The key finding is that uCMS reduces the number of cholinergic (ChAT+) neurons while increasing the proportion of cholinergic neurons that co-express GABA (GAD67 +) in the female mouse medial septum. Because the overall number of GAD67 + neurons remained unchanged, this increase in co-expression likely reflects either a selective resilience of ChAT neurons that also express GAD67 or a downregulation of ChAT expression in a subset of cholinergic neurons. Another possibility is that some ChAT+ neurons may undergo neurotransmitter switching to express alternative markers such as VGLUT2, which were not quantified here. Regardless of the mechanism, these changes are likely maladaptive, as they coincide with impairments to context discrimination, potentially due to disruptions in the excitatory-inhibitory balance within hippocampal circuits. The reduction in septal ChAT+ neurons likely decreases cholinergic input to the hippocampus, and the relative overrepresentation of GABAergic signaling withing this diminished cholinergic system could perturb circuit function and contribute to the observed deficits in hippocampal-dependent behavior. This finding aligns with prior work showing that perturbations in septal cholinergic tone disrupt hippocampal oscillations and impair spatial and episodic memory (Kniffin et al. 2024). Our data extend these findings by revealing that not just the presence but the neurotransmitter identity of MS neurons, specifically their co-expression profile, may play a critical role in cognitive outcomes under chronic stress.
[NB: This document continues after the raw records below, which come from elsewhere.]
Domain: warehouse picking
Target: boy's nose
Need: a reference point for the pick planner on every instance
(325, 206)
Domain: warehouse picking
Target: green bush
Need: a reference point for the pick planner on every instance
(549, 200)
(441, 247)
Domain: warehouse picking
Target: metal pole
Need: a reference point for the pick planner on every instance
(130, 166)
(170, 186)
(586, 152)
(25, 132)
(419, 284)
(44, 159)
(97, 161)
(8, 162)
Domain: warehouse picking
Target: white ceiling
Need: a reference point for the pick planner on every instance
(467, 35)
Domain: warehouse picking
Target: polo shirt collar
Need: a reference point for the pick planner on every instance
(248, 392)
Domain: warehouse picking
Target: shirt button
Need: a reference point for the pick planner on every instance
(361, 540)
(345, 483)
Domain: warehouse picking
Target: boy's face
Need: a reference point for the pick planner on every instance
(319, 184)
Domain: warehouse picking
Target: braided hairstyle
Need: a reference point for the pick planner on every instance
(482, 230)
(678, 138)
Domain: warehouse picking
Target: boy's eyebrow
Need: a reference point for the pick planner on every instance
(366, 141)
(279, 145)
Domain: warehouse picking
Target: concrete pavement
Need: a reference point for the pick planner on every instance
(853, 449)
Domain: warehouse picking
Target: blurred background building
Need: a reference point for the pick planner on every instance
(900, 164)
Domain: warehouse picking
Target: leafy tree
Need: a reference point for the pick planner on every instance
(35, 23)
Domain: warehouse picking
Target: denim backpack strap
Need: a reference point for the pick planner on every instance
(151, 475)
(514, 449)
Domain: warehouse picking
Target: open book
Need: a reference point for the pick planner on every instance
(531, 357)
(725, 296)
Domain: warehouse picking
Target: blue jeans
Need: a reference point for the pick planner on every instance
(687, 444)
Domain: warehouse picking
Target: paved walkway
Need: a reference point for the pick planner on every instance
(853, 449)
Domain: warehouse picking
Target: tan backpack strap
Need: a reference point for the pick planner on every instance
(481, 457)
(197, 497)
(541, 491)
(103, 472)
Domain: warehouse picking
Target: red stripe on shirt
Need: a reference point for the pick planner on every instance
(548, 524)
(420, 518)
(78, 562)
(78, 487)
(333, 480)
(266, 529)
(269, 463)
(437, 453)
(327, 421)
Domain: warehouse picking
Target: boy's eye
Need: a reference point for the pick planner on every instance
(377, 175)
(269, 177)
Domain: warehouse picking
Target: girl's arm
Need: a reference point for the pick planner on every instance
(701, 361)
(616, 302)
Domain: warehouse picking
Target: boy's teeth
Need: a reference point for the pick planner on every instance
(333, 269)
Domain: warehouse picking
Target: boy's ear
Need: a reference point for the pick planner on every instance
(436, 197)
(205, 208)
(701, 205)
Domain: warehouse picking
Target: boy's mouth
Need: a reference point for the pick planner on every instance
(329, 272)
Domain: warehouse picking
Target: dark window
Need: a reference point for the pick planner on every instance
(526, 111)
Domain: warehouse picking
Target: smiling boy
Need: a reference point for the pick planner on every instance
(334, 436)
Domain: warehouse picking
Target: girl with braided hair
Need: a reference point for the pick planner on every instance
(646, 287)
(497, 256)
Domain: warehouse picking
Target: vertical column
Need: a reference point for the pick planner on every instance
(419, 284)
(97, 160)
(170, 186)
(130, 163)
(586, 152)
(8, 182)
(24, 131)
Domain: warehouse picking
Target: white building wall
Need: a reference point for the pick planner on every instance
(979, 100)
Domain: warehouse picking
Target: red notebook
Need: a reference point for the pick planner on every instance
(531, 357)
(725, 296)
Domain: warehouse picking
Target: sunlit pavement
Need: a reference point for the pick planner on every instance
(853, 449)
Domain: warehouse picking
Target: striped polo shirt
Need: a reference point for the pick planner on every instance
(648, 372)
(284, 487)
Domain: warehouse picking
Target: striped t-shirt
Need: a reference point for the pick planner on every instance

Accompanying the changes in co-expression, uCMS moderately suppresses MS neuronal activity in females as measured by cFOS expression, primarily through reduced activity of cholinergic ChAT+ neurons (highly significant). In contrast, female GAD67 + GABAergic neurons exhibit increased activity, further tilting the balance toward GABA-driven inhibition. Male mice showed no significant differences in neuronal activity, cFOS expression, between conditions but did exhibit markedly lower cFOS expression in both ChAT+ and GAD67 + neurons than females. Differences in overall cFOS expression between sexes were driven largely by high female variability and may not necessarily indicate baseline differences in medial septum neuron activity. The stark sex differences in cFOS expression within cholinergic and GABAergic neurons raise the possibility that males recruit alternative neuronal populations to regulate medial septum function under stress. Indeed, glutamatergic neurons constitute a fraction of the medial septum and have been shown to be engaged in the development of PTSD-like symptoms (Wu et al., 2025). Lower cFOS in ChAT+ and GAD67 + neurons in males may therefore be accompanied by preferential engagement of glutamatergic medial septum neurons. Another possibility is the recruitment of other brain regions that may compensate for weaker medial septum cholinergic-GABAergic engagement in males. Such compensatory or alternative circuit recruitment may underlie sex-specific strategies for stress adaptation, where females rely more on medial septum cholinergic-GABAergic signaling and males recruit parallel or extra-septal circuits. We will address these possibilities in our future studies.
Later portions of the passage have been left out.